ERROR: input_onnx_file_path: end2end_320.onnx
ERROR: onnx_op_name: wa/Flatten_3
ERROR: Read this and deal with it. https://github.com/PINTO0309/onnx2tf#parameter-replacement
ERROR: Alternatively, if the input OP has a dynamic dimension, use the -b or -ois option to rewrite it to a static shape and try again.
ERROR: If the input OP of ONNX before conversion is NHWC or an irregular channel arrangement other than NCHW, use the -kt or -kat option.
ERROR: Also, for models that include NonMaxSuppression in the post-processing, try the -onwdt option.
jslok commented 6 months ago

The model is a custom trained rtmdet-ins from mmdetection/pytorch that I converted to onnx.

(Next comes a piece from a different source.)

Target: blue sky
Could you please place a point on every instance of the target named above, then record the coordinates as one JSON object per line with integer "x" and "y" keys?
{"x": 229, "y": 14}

PINTO0309 commented 6 months ago

Remove this garbage-like post-processing. mmdetection/pytorch

image

github-actions[bot] commented 6 months ago

If there is no activity within the next two days, this issue will be closed automatically.

jslok commented 5 months ago

@PINTO0309 Can you explain more please? I only enabled NMS but if I remove it, the output will be unusable. Maybe I misunderstand the situation.

Edit: Found the section about NMS in your docs. This is what you mean? https://github.com/PINTO0309/onnx2tf?tab=readme-ov-file#10-fixing-the-output-of-nonmaxsuppression-nms

kennethmugo commented 2 months ago

@PINTO0309 Can you explain more please? I only enabled NMS but if I remove it, the output will be unusable. Maybe I misunderstand the situation.

Edit: Found the section about NMS in your docs. This is what you mean? https://github.com/PINTO0309/onnx2tf?tab=readme-ov-file#10-fixing-the-output-of-nonmaxsuppression-nms

Were you able to get it to convert? Am facing the same issue.